Rafael Wojciechowski: Zagranie PSŻ-u Poznań było nie fair. To może odbić się czkawką

WP SportoweFakty / Tomasz Kordys / Na zdjęciu: Rafael Wojciechowski
WP SportoweFakty / Tomasz Kordys / Na zdjęciu: Rafael Wojciechowski

Wiele gorzkich słów padło z ust kibiców GTM Startu po odwołanym meczu w Poznaniu. Skarżyli się oni m.in. na to, że płacili za bilety więcej niż miejscowi. Działacze klubu z Gniezna wystosowali w tej sprawie pismo do PSŻ-u. Odpowiedzi nie otrzymali.

Jak już informowaliśmy, sympatycy GTM Startu Gniezno mówili też, że 4 czerwca byli bardzo wolno wpuszczani na stadion, a ponadto narzekali na gastronomię. Władze klubu z Grodu Lecha nie przeszły obojętnie obok negatywnych reakcji swoich fanów i postanowiły wystosować pismo do działaczy Naturalnej Medycyny PSŻ-u Poznań. Odpowiedzi się jednak nie doczekali. Włodarze klubu ze stolicy Wielkopolski postanowili wydać jedynie mało treściwe oświadczenie.

- Wystosowaliśmy pismo. Bardzo nam się nie podobało to, że bilety dla kibiców naszej drużyny były droższe. Było to zagranie nie fair. Niestety, nie dostaliśmy na to pismo żadnej odpowiedzi. Nie wiemy, czy będziemy dalej brnąć w ten temat - powiedział Rafael Wojciechowski, menadżer GTM Startu.

Przedstawiciele GTM Startu Gniezno wyrazili dezaprobatę wobec praktyki, jaką podjęli działacze Naturalnej Medycyny PSŻ-u Poznań. W Grodzie Lecha takich metod się nie stosuje. Kibiców przyjezdnych drużyn często można spotkać na całej koronie stadionu. Część z nich kieruje się do specjalnie wyznaczonego sektora.
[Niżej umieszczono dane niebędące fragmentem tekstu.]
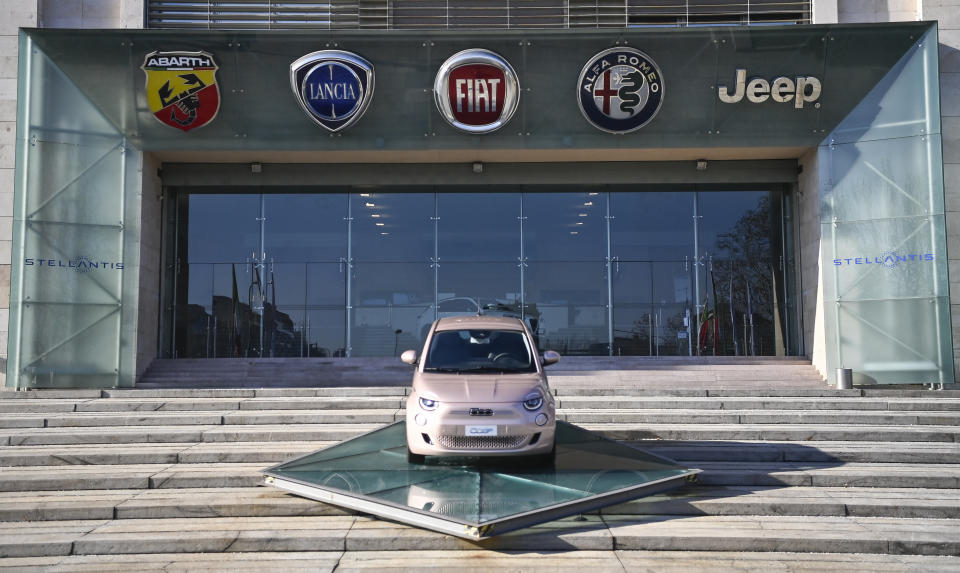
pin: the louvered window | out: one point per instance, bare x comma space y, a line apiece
469, 14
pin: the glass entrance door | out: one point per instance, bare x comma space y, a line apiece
654, 299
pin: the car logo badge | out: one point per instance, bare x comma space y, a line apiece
620, 90
182, 88
477, 91
332, 87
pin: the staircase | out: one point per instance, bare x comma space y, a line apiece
796, 476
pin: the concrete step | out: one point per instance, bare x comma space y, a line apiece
324, 432
595, 533
913, 503
752, 403
174, 403
205, 418
248, 474
615, 561
691, 452
831, 417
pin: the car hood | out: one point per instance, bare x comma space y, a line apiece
476, 388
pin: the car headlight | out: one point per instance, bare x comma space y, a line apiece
533, 402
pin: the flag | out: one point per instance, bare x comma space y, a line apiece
733, 322
237, 346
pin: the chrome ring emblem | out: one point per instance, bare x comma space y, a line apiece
332, 87
620, 90
477, 91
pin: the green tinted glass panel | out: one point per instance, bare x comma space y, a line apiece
477, 491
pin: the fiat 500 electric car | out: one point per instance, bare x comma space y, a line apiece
480, 390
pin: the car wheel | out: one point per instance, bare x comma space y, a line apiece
415, 458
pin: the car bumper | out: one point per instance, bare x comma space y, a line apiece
511, 433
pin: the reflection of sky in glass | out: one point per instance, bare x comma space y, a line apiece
394, 280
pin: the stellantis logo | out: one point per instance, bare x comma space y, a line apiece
80, 264
888, 259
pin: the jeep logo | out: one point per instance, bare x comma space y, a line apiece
803, 89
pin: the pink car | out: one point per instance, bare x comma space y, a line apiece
480, 390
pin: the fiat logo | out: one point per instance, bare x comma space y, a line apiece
477, 91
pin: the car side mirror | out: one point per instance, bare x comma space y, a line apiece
550, 357
409, 357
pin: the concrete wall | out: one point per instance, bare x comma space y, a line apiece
947, 13
90, 13
858, 11
808, 220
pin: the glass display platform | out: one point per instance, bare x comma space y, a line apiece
477, 498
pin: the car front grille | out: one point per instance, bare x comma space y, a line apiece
481, 442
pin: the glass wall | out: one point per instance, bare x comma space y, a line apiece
884, 231
601, 270
76, 234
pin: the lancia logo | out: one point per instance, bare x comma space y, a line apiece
333, 88
477, 91
620, 90
182, 88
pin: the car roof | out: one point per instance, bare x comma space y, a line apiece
479, 323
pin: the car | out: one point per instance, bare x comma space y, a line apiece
479, 389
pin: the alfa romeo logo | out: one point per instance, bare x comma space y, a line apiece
334, 88
620, 90
476, 91
182, 88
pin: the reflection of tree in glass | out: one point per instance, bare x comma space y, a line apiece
745, 257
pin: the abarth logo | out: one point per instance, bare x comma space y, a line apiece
476, 91
332, 87
620, 90
182, 88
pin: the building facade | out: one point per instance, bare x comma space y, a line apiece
772, 189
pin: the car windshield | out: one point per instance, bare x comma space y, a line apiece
479, 351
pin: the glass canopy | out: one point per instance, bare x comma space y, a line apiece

- Myślę, że kluby powinny brać z nas przykład. Na naszym stadionie sektor gości jest akurat zlokalizowany w strefie C, gdzie bilety są tańsze. Na pewno jednak nie robilibyśmy dla sympatyków drużyny przyjezdnej droższych wejściówek. To zagranie nie fair. Chcieli jednorazowo zarobić na kibicach z Gniezna, którzy zawsze licznie przybywają na derby z PSŻ Poznań. Sądzę, że to się może odbić czkawką na poznańskich działaczach - dodał Wojciechowski.
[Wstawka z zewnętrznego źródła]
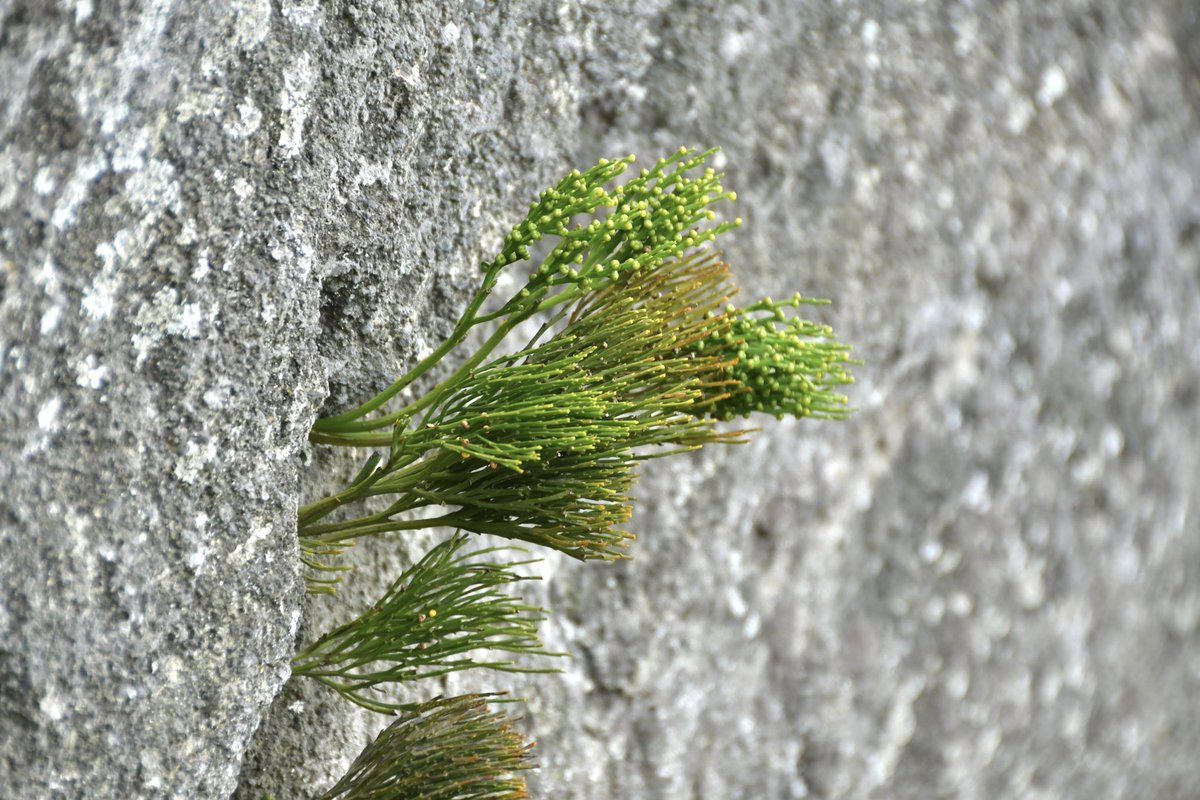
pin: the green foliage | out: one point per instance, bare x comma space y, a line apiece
640, 354
441, 609
442, 750
779, 365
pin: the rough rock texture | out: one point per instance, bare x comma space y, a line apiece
216, 217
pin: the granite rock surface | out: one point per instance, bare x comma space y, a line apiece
219, 220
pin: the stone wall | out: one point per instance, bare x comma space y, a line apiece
219, 218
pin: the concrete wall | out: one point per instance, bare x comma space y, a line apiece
219, 218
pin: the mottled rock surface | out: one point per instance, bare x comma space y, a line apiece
219, 218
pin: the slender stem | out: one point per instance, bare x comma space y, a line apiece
468, 320
378, 528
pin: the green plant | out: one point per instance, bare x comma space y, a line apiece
639, 353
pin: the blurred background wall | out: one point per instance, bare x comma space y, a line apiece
219, 218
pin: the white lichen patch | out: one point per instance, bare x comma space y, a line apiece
165, 316
370, 173
51, 319
154, 188
197, 455
1053, 86
253, 542
76, 192
301, 14
294, 103
48, 415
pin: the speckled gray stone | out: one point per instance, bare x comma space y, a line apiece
219, 218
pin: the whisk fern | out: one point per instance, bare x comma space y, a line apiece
640, 352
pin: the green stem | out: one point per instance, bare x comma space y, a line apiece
468, 320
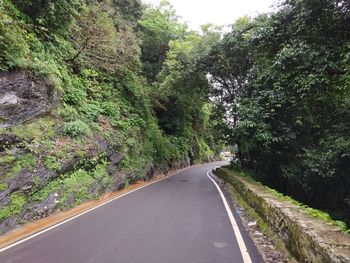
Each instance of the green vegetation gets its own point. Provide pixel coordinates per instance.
(283, 80)
(121, 78)
(282, 197)
(17, 201)
(132, 79)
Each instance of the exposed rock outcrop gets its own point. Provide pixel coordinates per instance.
(22, 98)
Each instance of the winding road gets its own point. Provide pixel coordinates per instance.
(181, 219)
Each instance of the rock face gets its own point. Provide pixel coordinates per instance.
(21, 98)
(307, 238)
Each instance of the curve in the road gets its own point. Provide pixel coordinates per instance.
(180, 219)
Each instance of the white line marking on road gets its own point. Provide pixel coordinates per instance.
(85, 212)
(240, 241)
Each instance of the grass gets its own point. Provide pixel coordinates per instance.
(309, 210)
(263, 226)
(17, 201)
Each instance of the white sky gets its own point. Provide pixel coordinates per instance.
(219, 12)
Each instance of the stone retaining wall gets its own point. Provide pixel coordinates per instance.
(307, 238)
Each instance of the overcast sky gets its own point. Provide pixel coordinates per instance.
(220, 12)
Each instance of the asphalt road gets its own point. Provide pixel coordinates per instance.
(181, 219)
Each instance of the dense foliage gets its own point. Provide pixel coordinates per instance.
(121, 89)
(282, 82)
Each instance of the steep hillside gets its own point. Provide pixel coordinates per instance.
(95, 95)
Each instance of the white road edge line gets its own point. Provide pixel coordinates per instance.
(241, 244)
(83, 213)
ZOBACZ WIDEO Arkadiusz Milik: Nie możemy tego zepsuć

Włodarze gnieźnieńskiej drużyny czynią wiele starań, by kibice mogli w jak największym stopniu poznawać drużynę i się z nią utożsamiać. Po meczach zawodnicy wychodzą do swoich sympatyków i dziękują im za wsparcie. Ponadto coraz częściej po zakończonych zawodach kibicom udostępniany jest park maszyn.

- Na pewno wielu rzeczy się uczymy, ale wychodzimy frontem zarówno do kibiców gnieźnieńskich, jak i przyjezdnych. Nie utrudniamy, dajemy możliwość wyboru miejsca na stadionie. Są różne opcje cenowe. Coraz częściej staramy się wpuszczać kibiców do parkingu, by mieli kontakt z zawodnikami. Żużlowcy w różny sposób dziękują fanom za doping. Raz wychodzimy najpierw do jednych kibiców, innym razem do innych. Dziś w pierwszej kolejności udaliśmy się na trybunę główną. Chcemy dotrzeć do jak największej liczby fanów, aby czuli, że każdy z nich ma dla nas taką samą wartość - przyznał Rafael Wojciechowski po meczu pomiędzy GTM Startem Gniezno a Speed Car Motorem Lublin (57:33).